Kashmir’s association with silk and sericulture has been an old story to the extent that Rajtarangini- the oldest written chronicle of Kashmir- mentions it besides the accounts in 7th century AD in Xuang Zang’s travelogue.

india Updated: Jul 21, 2018 14:41 IST
Ashiq Hussain
Ashiq Hussain
Hindustan Times, Srinagar
Kashmir,silk production,silk factory
The government is now attempting to resurrect the factory and give boost to the silk production in the state.(HT Photo )

After three decades, cocoons have returned and silk has started reeling at Kashmir’s century old silk factory.

The walls are damp, cob webs still adore its high ceilings and the windows and doors appear decrepit, but all this is no distraction for the workers boiling cocoons and drawing silk fibres in one of the three massive filatures of Jammu and Kashmir Silk Factory situated at Solina in summer capital Srinagar.

“It seems a miracle.

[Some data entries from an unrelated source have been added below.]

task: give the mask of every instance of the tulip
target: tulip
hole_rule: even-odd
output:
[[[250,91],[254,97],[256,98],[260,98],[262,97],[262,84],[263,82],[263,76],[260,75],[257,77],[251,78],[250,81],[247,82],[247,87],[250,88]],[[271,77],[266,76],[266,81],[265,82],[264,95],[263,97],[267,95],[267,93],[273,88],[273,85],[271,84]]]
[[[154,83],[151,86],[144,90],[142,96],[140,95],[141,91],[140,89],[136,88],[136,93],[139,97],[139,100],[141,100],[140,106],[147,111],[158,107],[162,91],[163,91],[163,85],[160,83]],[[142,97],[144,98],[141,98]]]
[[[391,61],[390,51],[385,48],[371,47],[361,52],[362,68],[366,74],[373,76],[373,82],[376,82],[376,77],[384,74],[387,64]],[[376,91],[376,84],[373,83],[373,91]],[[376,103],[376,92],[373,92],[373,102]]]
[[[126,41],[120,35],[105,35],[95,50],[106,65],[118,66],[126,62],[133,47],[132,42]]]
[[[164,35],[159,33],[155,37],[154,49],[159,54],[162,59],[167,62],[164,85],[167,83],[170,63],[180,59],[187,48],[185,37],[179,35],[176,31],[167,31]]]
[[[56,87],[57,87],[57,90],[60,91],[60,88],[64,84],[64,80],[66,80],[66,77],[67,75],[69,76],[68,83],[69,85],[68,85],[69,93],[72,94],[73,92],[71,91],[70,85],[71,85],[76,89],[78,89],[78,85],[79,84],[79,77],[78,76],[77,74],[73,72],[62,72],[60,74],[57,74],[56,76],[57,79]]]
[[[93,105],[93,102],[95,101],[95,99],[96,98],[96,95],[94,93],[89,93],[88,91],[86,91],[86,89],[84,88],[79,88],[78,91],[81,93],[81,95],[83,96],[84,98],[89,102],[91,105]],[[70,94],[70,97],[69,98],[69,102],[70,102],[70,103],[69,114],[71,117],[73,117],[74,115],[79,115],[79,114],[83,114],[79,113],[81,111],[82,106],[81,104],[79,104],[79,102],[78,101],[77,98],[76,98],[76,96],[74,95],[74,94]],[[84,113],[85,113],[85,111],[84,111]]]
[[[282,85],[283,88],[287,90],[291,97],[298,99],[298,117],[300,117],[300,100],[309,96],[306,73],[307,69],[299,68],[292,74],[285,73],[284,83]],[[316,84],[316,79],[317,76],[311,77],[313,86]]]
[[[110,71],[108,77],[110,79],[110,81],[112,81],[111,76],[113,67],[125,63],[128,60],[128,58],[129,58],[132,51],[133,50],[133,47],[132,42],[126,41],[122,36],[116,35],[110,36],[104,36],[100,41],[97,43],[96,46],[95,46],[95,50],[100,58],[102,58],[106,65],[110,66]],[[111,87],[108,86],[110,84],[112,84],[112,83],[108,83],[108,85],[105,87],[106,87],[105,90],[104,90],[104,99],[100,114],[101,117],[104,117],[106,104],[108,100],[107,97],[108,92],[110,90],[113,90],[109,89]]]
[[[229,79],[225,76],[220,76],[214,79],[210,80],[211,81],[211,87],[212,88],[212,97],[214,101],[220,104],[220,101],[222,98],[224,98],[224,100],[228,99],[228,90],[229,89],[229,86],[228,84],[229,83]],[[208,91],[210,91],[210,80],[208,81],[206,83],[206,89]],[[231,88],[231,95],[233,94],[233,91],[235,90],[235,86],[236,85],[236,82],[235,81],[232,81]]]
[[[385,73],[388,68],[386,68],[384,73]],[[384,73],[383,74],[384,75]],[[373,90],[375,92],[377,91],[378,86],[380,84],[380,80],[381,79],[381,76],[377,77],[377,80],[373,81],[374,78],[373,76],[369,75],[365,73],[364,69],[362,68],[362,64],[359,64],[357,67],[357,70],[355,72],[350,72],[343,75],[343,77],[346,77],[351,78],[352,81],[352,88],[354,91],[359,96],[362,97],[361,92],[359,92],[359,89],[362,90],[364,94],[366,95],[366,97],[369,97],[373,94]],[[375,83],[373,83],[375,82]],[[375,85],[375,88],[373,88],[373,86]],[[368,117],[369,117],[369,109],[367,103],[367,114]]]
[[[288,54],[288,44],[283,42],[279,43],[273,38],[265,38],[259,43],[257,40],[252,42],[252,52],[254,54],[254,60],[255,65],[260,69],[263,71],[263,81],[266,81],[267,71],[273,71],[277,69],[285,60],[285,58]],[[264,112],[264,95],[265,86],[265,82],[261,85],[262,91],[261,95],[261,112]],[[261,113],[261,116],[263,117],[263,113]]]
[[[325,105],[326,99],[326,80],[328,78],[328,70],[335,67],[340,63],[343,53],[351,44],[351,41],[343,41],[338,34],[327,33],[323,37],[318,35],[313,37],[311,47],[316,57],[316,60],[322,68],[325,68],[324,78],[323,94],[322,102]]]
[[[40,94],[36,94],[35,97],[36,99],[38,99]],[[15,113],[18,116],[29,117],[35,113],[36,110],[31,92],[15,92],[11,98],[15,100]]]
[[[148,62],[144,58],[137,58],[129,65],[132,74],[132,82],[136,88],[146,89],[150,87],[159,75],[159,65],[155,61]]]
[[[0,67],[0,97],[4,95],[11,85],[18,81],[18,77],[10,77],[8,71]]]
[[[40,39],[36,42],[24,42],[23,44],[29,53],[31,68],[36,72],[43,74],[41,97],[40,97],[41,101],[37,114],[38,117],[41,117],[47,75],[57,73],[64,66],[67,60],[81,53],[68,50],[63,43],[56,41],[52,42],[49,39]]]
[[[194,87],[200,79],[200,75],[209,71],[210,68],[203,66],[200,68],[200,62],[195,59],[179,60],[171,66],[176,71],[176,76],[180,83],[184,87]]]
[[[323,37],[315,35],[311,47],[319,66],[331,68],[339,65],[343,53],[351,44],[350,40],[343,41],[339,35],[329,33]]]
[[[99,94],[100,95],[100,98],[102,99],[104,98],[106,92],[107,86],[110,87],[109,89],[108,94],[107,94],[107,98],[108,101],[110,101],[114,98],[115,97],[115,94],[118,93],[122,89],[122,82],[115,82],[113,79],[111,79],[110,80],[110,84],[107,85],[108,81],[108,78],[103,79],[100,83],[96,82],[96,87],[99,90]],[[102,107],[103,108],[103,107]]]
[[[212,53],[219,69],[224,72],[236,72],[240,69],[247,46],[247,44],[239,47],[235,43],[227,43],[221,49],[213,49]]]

It is as if the factory has come to life after its death,” said a middle aged Ghulam Mohammad Bhat, in-charge of the filature, who has been one of the men taking care of the government building all these years.

Since 1989, the silk reeling machines in the three filatures and their 580 basins in which cocoons used to be processed have remained defunct after the factory shut down owing to decreased production and huge loses. The production of raw silk at the filatures which stood at 57,000 kg in 1980-81 had gone down to 16,000 kg in 1989-90, registering a decrease of 72%.

The government is now attempting to resurrect the factory and give boost to the silk production in the state. In the first stage they have started reeling silk on five machines with 30 basins which were installed in one of the filatures in 1999 but have remained unused.

“We have hired workers from outside who know the trade. We don’t want to employ people permanently. Over-employment and unaccountability played a major role in the downfall of the factory in the past,” said managing director, Industries Limited, Javid Iqbal who is overseeing the revival process.

Kashmir’s association with silk and sericulture has been an old story to the extent that Rajtarangini- the oldest written chronicle of Kashmir- mentions it besides the accounts in 7th century AD in Xuang Zang’s travelogue.

The state has been producing one of the finest silk qualities in the world with high end varieties like ‘lotus’, ‘iris’, ‘tulip’ and ‘neel’.

The silk factory started in Srinagar in 1897 under the patronage of British while first of the filature was established in 1916, second in 1917 and third one in 1939 with total workers’ number at Solina around 2,000. By 1907, the silk industry of Kashmir developed to the extent that it was described as “one of the largest concerns of its kind in the world” by some authors. In 1961-62, the production of silk in the state stood at around 98,000 kg and reached to 20 tonne in 2006-07.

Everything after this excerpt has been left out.